The richly illustrated book is a feast to the eyes. The reading brings in a simplistic manner and tries to answer the various why and whats of this form of weaving. Jasleen Dhamija’s vast experience and expertise is amply evident in her chapter on Baluchari weaving. Jasleen Dhamija’s involvement with Baluchari’s revival at Benares under the guidance of Kamaladevi Chattopadyay paves the way for a very interesting introduction and chronicle of events. She writes about visiting Kalloo Hafiz and her long friendship with the family. The same was evident in the fondness and appreciation of the weaving skills of the family, and that of Naseem Ahmad which she spoke at the seminar. So beautiful were the creations of Kalloo Hafiz that Jasmeen Dhamija says in the book that the best of connoisseurs were unable to spot the difference between the old Baluchari and this revival one. The practical recount of the journey is refreshing and one is transported to a different era where the focus was on restructuring the textile traditions of India.

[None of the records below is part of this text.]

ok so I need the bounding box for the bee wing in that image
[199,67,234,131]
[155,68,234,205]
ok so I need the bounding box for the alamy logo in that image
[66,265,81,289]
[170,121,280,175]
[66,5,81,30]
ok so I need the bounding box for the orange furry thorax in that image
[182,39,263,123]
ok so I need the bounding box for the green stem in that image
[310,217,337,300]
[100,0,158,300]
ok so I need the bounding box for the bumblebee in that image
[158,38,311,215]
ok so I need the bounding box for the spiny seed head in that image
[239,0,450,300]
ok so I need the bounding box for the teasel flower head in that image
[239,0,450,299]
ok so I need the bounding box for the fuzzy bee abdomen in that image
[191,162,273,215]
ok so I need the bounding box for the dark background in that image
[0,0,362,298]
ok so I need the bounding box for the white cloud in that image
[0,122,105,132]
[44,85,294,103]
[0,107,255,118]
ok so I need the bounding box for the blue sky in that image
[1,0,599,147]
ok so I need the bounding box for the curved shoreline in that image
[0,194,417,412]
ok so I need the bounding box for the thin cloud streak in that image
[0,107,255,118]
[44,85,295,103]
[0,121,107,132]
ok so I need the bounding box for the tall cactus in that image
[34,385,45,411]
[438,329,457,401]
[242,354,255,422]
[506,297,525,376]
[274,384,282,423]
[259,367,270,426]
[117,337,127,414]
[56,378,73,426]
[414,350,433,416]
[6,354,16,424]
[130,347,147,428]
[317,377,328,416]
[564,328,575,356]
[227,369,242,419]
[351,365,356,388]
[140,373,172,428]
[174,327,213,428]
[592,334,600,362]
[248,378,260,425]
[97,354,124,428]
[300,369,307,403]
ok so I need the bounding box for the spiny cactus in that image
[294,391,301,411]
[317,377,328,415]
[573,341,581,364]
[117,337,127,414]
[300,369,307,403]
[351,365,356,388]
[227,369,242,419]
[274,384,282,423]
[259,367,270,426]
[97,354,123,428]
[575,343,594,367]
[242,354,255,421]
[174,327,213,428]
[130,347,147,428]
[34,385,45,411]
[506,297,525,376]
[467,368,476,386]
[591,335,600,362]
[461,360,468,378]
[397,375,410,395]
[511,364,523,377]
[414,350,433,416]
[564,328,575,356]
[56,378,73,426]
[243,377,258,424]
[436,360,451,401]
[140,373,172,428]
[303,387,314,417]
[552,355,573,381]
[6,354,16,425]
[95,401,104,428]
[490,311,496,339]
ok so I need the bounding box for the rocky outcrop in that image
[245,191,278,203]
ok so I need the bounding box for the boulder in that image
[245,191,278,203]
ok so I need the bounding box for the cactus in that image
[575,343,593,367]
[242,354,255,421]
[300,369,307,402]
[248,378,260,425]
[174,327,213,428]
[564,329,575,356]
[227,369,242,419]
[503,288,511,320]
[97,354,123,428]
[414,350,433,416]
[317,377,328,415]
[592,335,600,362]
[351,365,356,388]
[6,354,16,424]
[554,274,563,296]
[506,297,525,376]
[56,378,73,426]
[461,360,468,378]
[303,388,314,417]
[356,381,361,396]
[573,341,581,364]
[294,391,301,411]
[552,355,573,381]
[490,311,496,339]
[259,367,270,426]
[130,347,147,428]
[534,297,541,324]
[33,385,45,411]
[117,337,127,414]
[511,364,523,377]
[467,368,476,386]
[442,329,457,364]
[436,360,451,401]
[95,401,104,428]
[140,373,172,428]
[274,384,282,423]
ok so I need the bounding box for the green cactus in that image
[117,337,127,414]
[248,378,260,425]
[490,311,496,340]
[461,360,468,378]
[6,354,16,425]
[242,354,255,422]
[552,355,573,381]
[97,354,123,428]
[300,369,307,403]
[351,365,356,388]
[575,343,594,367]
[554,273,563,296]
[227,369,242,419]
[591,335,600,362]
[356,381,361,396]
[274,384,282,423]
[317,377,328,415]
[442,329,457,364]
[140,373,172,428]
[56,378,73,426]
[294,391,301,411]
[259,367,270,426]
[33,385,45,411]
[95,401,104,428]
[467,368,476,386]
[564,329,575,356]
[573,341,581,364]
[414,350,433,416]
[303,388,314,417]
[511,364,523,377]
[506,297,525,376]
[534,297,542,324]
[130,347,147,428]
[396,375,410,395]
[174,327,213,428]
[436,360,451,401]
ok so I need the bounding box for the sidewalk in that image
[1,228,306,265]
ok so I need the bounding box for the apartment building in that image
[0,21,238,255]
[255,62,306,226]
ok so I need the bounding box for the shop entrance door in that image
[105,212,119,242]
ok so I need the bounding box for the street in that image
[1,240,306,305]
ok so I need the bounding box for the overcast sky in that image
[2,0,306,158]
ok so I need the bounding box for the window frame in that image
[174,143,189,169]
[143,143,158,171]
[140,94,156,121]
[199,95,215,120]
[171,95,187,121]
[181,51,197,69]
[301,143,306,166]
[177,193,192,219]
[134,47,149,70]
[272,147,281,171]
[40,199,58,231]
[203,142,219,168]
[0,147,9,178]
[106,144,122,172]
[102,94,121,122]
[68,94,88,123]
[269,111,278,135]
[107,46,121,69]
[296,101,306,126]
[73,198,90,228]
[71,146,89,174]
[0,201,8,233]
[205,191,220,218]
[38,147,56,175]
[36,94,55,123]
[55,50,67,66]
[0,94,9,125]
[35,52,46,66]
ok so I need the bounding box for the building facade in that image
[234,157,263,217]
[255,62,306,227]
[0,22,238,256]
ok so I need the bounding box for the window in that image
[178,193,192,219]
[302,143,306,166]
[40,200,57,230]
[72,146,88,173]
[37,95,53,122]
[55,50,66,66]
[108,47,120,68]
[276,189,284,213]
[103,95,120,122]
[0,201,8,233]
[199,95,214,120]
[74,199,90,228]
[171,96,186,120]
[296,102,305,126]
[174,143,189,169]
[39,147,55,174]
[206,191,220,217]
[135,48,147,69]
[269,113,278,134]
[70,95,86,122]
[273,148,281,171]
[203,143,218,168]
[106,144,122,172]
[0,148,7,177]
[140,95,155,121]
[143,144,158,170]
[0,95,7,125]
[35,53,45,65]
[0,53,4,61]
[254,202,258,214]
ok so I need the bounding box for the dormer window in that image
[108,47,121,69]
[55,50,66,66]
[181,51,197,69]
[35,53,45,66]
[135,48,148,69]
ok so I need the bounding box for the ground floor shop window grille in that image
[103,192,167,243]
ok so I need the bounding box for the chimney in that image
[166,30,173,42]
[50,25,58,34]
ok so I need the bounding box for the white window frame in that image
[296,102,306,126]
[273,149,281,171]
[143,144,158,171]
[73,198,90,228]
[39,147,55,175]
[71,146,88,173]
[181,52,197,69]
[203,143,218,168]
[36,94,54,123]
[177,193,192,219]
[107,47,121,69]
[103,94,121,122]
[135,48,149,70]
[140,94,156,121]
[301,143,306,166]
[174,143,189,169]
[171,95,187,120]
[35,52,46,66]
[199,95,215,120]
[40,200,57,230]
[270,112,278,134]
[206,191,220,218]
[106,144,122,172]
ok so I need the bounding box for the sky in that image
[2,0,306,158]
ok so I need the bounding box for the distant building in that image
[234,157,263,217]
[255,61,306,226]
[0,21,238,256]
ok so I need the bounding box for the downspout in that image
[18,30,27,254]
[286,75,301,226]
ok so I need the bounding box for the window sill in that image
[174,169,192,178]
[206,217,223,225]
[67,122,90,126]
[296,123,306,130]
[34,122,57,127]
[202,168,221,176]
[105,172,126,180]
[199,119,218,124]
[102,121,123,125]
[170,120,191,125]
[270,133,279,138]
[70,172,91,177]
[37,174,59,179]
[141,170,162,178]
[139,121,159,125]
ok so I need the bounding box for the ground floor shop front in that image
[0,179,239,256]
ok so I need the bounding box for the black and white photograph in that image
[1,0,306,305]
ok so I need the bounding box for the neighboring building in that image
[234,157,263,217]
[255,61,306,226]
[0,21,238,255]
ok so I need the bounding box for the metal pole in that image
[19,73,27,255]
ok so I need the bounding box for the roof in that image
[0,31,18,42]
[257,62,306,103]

The book has contributions by: Jasleen Dhamija, Ritu Sethi, Darshan Shah, Radhika Lalbhai, Eva Maria Racob, B.B. Paul, Monisha Ahmed,Anamika Pathak and Zahid Ali Ansari, Anita Nathwani, Nita Sen Gupta, Monisha Nene, Shilpa Shah, Ruby Palchoudhur & Siddhartha Tagore. The individual chapters by them and their close association with the Baluchari makes for interesting reading. What stands out in the book is the rich illustration, the breathtaking sarees, close ups of motifs. On display are pieces from rare collections. It is this rich visual imagery which can be used by researchers, designers to take this craft of weaving forward. There is a wonderful piece by Siddhartha Tagore whose father Shubho Tagore’s keen collection and efforts helped in the revival process. B B Paul shares an interesting fact as to how the saree is woven reverse side facing up and the weaver uses a mirror to see the reflection of what he is weaving. The Namavali from the National Museum collection, Asavali semblance from Radhika Lalbhai, details of collections from Tapi, V&A, CSMVS Mumbai, Indian Museum, Kolkata make for interesting reading. Eva Maria Racob untiring research and attention to detail is evident in the chapter by her. The book has managed to bring out in one place a treasure trove of sarees and woven fabric. This will help posterity in researching on the Baluchari tradition further. The immense wealth of the motifs, colours will prove inspiration for others to come out with similar collection. B B Paul opines that it is possible to better the production process at Bishnupur which will result in the creation of better sarees. Any person interested in taking the process further has a base from which to work further. The rich collection of the Museums can be seen in published forms. The other books so far are restricted to those collected by the organisation. In this book, the illustrations from National Museum, Crafts Musuem, CSMVS and V&A can be seen along with those by Weavers Studio Resource Centre, the research studio of Weavers Studio Kolkata and TAPI. The efforts taken from the 20th century to revive this tradition, to make similar or more vibrant pieces can be read and for a textile lover or an organisation willing to work on the jala looms again, it provides for immense opportunity.
The book has managed to bring on to one platform the diverse views and collections from the country. It can be called a wonderful beginning which with time and perseverance will be definitely taken forward. Any revivalist can work on the patterns to create reproductions or newer forms.